Suudlar örneğin dört yüz küsur kişilik bir ekiple gittiler. Yani böbürlenme, gösteriş şatafat. Eh biz de yanılmıyorsam 300 küsur kişi idik. Ve halk da bu tür gösterişe tepki koydu. Ye kürküm ye vaziyetlerine gençler daha kolay tepki koyuyorlar. Allaha şükür bile diyebiliriz.
Bütün bunlara rağmen işin özüne inince G20 iyi oldu. Bu “liderler” öyle veya böyle başa geçmişler. Herhangi birinin en zeki, en güzel, en olgun, en bilge, en iyi lisan bilgisi olan falan olduğu elbet söylenemez. Ama baştalar. Ve dünya halkının yüzde 60 ını ve ekonomisinin yüzde seksenini bir şekilde “temsil” ediyorlar.
Birbirlerini halklarından daha sık görme fırsatları olması mühim. Bu esasen her yüz milyon nüfusa koruma, tercüman dahil 10 kişilik ekipler halinde olsa ve senede 4 kez olsa daha iyi olur. Bir şekilde buna doğru evrilecektir umalım. Bakın söyleye söyleye, Suriye\’de güvenli bölge fikrini anlatabildik en sonunda. Kişisel temas olmasa bu daha zor.
Çok daha az şatafat ve Beethoven ve kısa öz iki günlük toplantı. Misafir eden devlet koruma işini üstlenir. Bu insanlar birbirleri ile görüşürler.
Bir biri ile göz göze gelen ve 20 dakika bile konuşan birbirine kolayca ateş etmez.
Bakın huylu huyundan vazgeçmez ama Trump bile Merkel’i bir gerçek olarak kavradı. İlk görüşmelerindeki hasmane tavır TV den görebildiğim kadarı ile yumuşamıştı. Trump bir de şimdiye kadar “lider konumunda olan ABD nin” bu toplantıda grubun dışında kalan ülke olduğunu da umalım hissedebildi.
Çıkan basın bildirileri tüm insanlığa atmosferik bir titreşim gibi yayılıyor. Ne kadar içerikten ar olsalar bile. Malzeme bu. Buna bile şükür. BM de veto etme vs ile daha az nüfus kemikleşmiş bir şekilde temsil ediliyor. Madem teknoloji ve ticaret ile küçülen ve küreselleşen bir dünyada yaşıyoruz. Güç sahibi olanların arada birbirinin yüzüne bakması önemli. Yoksa Kuzey Kore Lideri gibi sapıkların oluşması şansı daha fazla. Öyle böyle birbirlerini tanıyorlar. Etrafları doğal olarak daha fazla evet diye hitabediyor liderlere. Biraz da hayır tadıyorlar bir araya gelince.
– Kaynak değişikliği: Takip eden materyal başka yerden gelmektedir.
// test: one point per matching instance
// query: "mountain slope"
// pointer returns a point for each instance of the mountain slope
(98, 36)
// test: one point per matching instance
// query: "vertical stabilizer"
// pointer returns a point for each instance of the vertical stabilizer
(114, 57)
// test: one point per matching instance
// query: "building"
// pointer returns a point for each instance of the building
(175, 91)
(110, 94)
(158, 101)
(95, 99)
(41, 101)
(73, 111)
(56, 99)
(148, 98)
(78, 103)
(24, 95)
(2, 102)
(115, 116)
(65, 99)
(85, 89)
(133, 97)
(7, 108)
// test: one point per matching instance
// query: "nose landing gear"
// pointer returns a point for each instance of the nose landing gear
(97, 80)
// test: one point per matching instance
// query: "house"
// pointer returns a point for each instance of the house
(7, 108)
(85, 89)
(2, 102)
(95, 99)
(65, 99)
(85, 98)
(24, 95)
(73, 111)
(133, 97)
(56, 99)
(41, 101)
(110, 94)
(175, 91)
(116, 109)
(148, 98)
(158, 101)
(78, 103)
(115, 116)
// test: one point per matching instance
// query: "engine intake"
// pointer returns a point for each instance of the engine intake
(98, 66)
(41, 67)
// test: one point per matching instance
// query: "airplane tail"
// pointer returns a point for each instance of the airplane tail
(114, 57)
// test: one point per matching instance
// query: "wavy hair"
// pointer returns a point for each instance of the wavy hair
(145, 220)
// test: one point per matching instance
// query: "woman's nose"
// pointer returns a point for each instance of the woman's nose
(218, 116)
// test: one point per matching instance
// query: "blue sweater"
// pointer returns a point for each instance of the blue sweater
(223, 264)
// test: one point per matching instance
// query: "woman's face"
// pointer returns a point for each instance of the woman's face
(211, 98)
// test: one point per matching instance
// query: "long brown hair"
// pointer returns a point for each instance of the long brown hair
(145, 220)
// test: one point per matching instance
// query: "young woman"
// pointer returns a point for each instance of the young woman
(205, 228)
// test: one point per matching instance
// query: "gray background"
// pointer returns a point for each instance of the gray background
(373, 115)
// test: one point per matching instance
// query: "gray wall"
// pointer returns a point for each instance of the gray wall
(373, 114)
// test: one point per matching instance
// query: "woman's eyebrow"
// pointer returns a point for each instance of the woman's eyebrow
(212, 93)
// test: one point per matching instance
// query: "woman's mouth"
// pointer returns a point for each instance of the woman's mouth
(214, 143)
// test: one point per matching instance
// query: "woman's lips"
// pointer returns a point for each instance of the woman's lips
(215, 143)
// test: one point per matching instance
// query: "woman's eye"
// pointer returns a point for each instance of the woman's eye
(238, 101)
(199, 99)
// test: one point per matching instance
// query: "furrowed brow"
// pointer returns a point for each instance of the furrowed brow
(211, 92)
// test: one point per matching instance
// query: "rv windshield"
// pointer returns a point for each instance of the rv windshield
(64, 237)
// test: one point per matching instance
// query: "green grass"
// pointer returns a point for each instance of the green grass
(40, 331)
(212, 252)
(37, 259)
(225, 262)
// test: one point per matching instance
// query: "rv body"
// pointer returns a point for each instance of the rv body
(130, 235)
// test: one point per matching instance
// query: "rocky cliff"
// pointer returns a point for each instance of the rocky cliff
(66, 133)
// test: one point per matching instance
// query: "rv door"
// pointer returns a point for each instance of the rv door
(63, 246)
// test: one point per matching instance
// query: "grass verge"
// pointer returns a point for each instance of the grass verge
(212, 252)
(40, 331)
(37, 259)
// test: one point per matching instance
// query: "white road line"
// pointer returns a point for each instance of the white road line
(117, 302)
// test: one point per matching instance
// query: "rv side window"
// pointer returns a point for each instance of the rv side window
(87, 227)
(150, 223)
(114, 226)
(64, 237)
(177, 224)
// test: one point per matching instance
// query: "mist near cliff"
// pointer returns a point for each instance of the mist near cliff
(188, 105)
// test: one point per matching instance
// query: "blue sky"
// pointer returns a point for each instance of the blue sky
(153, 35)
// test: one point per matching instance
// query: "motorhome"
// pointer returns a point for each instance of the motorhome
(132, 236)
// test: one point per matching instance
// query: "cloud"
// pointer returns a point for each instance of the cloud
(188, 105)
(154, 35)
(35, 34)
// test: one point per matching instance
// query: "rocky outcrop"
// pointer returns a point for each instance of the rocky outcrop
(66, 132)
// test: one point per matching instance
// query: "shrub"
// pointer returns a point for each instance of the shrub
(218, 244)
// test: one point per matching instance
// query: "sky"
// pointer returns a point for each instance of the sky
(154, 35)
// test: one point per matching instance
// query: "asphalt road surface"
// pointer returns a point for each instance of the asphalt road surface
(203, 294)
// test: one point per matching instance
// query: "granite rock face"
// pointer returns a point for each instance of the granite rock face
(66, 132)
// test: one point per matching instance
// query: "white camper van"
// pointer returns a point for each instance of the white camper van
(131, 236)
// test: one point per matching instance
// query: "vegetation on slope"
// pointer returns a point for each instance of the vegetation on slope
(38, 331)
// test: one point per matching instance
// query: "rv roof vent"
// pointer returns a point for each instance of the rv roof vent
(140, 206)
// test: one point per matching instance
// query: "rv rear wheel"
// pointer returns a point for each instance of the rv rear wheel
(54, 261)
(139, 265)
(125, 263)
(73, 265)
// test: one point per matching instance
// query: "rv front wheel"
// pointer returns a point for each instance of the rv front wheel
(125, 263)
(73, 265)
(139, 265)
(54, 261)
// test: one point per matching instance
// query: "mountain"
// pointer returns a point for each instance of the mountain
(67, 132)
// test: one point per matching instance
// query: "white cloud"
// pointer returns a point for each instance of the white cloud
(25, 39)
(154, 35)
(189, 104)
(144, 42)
Ne abartılı beklentileri olması gerek gençlerin ne de hüsrana kapılmaları. Küçük adımlarla bir dünya parlamentosuna doğru gidecek bu toplantılar.
Birbirini tanıyan daha zor birbirine ateş eder! En azından anlama fırsatları olur birbirlerini. Anlayabilirler mi? Anlayabilecek kültürel altyapıları var mı? O bambaşka bir konu.